Unfortunately, Dugal said, his symptoms worsened over the course of a month in the hospital “with complication after complication.”
He soon became completely paralyzed and could not swallow or breathe without assistance.
‘I couldn’t move my eyes and blink. And while that’s happening, I can’t express enough the fear and uncertainty I had,” she said.
They then had to put Dugal on a ventilator and he wasn’t sure if he would ever recover.
“I made peace by saying I was probably going to die,” he told NBC News.
“I looked at (my wife) and told her to take care of our daughter.”
After he was put on a ventilator, Dugal said he made peace with “that he was probably going to die.”
He would spend two weeks on the ventilator, after which he developed pneumonia and both lungs collapsed.
As a result, his oxygen levels became dangerously low and he was not receiving enough oxygen to his brain, which could be fatal.
One night he started coding and doctors put him on an ECMO machine, which takes over heart and lung functions.
Dugal was on the machine for about nine days before he was put back on the ventilator, but he still couldn’t speak, move his toes or blink.
“I was completely trapped in my own body and sitting there, staring at the same spot on the wall.”
Things got worse when he lost contact with a surgical consultation because he couldn’t start on time.
Dugal lost 60 pounds and was still being fed through a feeding tube when he began inpatient rehabilitation.
Doctors eventually recommended he be sent to an inpatient rehab facility, but the only one that would accept him on a ventilator was in Houston, Texas.
So Dugal took an air ambulance to TIRR Memorial Hermann in Houston.
The first days turned out to be even harder.
Dugal lost 60 pounds and was still being fed through a tube because he was too weak to swallow.
He still couldn’t sit up on his own or get out of bed, but he soon made some small progress.
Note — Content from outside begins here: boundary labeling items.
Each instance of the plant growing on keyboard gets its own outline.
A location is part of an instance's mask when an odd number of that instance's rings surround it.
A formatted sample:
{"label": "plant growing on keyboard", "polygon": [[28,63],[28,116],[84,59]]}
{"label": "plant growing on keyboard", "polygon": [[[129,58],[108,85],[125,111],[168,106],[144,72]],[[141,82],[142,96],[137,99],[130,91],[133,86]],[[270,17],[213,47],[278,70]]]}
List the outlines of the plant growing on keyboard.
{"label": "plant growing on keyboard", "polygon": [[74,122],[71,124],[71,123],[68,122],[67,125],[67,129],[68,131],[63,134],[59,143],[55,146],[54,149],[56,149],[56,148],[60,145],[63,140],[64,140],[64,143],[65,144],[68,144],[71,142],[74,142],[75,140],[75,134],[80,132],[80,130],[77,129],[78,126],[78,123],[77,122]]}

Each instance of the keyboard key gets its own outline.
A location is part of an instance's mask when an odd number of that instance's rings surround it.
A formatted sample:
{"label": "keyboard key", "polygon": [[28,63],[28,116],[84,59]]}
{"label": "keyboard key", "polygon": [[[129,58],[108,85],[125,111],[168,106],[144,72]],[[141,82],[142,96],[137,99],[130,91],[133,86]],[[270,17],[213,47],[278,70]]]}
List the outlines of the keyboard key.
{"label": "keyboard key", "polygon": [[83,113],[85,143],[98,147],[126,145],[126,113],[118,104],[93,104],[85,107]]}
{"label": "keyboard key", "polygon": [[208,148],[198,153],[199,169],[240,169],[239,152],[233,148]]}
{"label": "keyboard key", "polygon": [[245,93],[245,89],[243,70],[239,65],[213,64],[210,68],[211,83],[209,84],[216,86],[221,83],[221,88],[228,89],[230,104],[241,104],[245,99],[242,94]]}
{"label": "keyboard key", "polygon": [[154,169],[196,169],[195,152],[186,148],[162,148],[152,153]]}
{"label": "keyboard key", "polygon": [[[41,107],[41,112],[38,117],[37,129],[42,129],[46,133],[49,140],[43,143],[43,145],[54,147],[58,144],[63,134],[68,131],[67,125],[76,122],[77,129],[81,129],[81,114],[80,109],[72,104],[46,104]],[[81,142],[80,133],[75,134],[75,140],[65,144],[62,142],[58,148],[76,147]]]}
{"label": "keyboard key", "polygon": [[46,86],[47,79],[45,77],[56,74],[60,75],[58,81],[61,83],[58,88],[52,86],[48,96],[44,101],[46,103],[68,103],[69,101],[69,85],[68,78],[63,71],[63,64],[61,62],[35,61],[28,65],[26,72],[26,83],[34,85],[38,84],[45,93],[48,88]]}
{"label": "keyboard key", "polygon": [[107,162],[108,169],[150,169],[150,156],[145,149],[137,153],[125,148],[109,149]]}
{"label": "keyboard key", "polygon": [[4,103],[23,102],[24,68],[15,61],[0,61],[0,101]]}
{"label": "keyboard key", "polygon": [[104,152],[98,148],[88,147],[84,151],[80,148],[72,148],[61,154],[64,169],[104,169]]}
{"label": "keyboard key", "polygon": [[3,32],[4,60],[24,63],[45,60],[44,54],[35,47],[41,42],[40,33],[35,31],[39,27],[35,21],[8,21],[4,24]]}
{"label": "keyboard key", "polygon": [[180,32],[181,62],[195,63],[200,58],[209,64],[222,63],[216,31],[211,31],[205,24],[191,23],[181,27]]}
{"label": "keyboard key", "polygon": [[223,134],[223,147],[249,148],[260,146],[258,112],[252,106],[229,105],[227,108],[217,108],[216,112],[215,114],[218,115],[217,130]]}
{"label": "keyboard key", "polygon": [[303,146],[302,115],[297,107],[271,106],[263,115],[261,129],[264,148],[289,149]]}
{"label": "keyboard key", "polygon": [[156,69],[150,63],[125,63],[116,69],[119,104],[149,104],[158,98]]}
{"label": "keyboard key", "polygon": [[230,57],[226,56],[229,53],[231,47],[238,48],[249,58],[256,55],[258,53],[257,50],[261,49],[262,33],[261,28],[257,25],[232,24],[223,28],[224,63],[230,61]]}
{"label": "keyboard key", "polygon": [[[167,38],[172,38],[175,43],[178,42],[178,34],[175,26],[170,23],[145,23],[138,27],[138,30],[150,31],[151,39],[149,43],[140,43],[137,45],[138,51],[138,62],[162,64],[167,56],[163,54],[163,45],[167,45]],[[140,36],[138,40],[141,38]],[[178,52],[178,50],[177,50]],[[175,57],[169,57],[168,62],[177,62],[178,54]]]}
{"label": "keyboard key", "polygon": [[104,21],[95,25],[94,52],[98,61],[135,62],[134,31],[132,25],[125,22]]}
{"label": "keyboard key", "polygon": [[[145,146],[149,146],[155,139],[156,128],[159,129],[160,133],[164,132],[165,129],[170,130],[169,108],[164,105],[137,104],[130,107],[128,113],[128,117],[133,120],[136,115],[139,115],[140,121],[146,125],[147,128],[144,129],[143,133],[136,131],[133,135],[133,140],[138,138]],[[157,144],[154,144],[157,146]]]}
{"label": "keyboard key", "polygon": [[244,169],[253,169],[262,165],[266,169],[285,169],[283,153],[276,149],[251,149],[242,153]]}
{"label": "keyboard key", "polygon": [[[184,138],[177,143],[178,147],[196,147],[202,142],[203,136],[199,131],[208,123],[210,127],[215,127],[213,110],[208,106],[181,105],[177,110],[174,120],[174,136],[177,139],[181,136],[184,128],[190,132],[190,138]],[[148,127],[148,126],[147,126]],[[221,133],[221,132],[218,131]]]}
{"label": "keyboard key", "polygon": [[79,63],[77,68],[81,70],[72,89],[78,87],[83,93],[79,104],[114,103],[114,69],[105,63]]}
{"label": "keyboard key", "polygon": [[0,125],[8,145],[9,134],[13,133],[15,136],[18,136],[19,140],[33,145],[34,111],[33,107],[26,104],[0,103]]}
“I remember the first time I could move my big toe,” he said. “It was the most boring thing you’ve ever seen.”
Dugal spent another two months in the hospital, but still needed physical, occupational and speech therapy at home to relearn daily tasks.
“I was trying to get my life skills back: being able to dress myself, feed myself… tie my shoes, pick up objects.”
Finally, nine months after his shock diagnosis, Dugal was able to walk again.
And when he regained his mobility, Rebecca got him a virtual reality headset to practice his surgical skills.
In July 2023, Dugal returned to work, at the same hospital where he recovered.
In July 2023, Dugal returned to work, at the same hospital where he recovered.
He started in a lab where surgical studies were performed, then began an ECMO fellowship where, for almost a year, he has been “giving patients the same treatment that saved me in the same hospital,” he said.
“It was great to be able to work with the same people who saved me: therapists and surgeons,” he told NBC News.
In the end, he said, the experience has made him a more caring doctor.
“I have more empathy and a better understanding of the patient experience,” Dugal said.
“I hope to provide the same compassion and support to others in similar situations.”